Mike
Mike

Reputation: 21

Security concern when I transfer cookie session from HTTPS to HTTP

On my website, I have several HTTPS pages and some HTTP pages. When a user logs in through HTTPS a cookie is stored containing email address etc. When a user clicks on a HTTP page of my website the cookie is lost since the cookie was created under HTTPS. So to solve that problem I added this PHP code in my HTTP pages:

session_start();

$currentSessionID = session_id();

I assume this takes the cookie that was stored for HTTPS pages and pulls it through so HTTP can see it? Is this a security flaw in any possible way? I am not sure if the cookie is actually being transferred over HTTP or if it is just pulling what the browser already stored in temp internet files?

Upvotes: 2

Views: 1008

Answers (2)

rook
rook

Reputation: 67019

What you are trying to do is very insecure and a clear violation of OWASP A9. At no point can a session id that is authenticated or will become authenticated be exposed over HTTP.

Upvotes: 0

Aaron Maenpaa
Aaron Maenpaa

Reputation: 122880

Yes, if you ever set identifying cookies on an HTTP connection they can be hijacked and the account they identify can be compromised.

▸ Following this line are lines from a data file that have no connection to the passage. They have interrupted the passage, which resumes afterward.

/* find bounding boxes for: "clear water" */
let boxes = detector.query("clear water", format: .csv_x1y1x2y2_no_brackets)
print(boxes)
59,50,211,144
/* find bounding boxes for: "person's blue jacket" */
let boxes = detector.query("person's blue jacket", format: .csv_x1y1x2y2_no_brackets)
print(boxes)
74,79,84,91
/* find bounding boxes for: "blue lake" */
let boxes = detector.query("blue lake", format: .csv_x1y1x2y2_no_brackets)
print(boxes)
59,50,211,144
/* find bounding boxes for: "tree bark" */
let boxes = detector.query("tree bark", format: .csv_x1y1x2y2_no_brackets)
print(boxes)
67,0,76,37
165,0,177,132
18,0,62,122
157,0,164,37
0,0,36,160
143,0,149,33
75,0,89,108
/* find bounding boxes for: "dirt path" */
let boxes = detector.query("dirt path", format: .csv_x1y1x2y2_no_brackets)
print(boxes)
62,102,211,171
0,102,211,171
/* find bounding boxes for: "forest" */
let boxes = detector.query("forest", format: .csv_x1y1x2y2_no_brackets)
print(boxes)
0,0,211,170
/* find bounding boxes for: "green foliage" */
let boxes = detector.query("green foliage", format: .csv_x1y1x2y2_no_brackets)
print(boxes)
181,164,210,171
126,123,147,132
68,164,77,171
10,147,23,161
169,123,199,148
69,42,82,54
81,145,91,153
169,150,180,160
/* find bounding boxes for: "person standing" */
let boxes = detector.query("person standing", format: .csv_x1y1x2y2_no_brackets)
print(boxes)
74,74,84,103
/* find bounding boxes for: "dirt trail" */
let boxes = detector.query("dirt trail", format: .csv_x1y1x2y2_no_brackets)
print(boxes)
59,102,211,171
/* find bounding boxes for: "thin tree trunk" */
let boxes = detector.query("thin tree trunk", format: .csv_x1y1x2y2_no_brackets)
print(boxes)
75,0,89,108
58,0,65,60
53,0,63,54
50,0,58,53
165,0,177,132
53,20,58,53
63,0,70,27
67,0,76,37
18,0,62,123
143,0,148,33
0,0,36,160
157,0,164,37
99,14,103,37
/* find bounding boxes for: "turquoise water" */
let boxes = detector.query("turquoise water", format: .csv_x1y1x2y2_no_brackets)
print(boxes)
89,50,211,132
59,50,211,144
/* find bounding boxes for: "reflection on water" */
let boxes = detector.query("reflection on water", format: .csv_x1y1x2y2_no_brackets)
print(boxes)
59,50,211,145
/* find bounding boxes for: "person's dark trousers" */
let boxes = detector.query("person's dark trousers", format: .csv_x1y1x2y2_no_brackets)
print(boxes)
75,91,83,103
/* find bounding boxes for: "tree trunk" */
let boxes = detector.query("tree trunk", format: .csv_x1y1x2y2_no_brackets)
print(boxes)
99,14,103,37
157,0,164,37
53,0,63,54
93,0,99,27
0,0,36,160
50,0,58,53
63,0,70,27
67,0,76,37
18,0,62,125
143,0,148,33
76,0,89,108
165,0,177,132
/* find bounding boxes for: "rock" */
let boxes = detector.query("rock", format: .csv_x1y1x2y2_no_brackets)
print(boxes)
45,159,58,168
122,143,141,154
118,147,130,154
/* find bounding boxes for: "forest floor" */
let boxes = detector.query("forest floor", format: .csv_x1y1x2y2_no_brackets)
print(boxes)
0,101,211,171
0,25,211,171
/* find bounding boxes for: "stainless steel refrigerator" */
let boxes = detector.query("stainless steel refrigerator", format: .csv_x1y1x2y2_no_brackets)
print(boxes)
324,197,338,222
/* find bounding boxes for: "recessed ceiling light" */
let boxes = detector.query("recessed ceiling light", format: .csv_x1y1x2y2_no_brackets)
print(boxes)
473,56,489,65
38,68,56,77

Sending session cookies over HTTP (which is actually a pretty common thing to do), is what allows Firesheep to work. The basic attack is:

  1. User logs in over HTTPS (this is secure).
  2. The server sets a session cookie so that is can identify the user.
  3. The user starts browsing pages over HTTP, which by definition involves sending the session cookie to the server unencrypted.
  4. All of this is really common. Lots of sites (including Stack Overflow) only use HTTPS for log-in pages and then serve the rest of the site over HTTP. The nasty part is that an attacker on the same network can listen in for HTTP traffic, look for session cookies and then use them to impersonate the user they identify. This is what Firesheep does: You can go to a Starbucks, connect to the wifi, turn on Firesheep and hijack other people's Facebook and Twitter accounts.

The good news is that, the on-the-same-network-eavesdropping-attack is not a particularly practical attack for the most part. The only reason Firesheep works is because everybody in the entire world has a Facebook/Twitter/whatever account which means that when you connect to open wifi in a Starbucks there will be accounts to hijack.

What can you do?

  • Set your cookies to be "Secure" so that they are only ever sent over HTTPS.
  • Set up your entire site to be served over HTTPS and redirect all authenticated users to the HTTPS resources.

If you don't what to do that you can rely on the fact that eavesdropping isn't a particularly practical attack and support for hijacking your site will probably only be implemented in Firesheep if your site is really popular ;-)

To address the specifics of your question a little more directly: If your HTTP pages can identify a user, then that user's account can be hijacked, since the only thing the server has to go on is the user's cookies.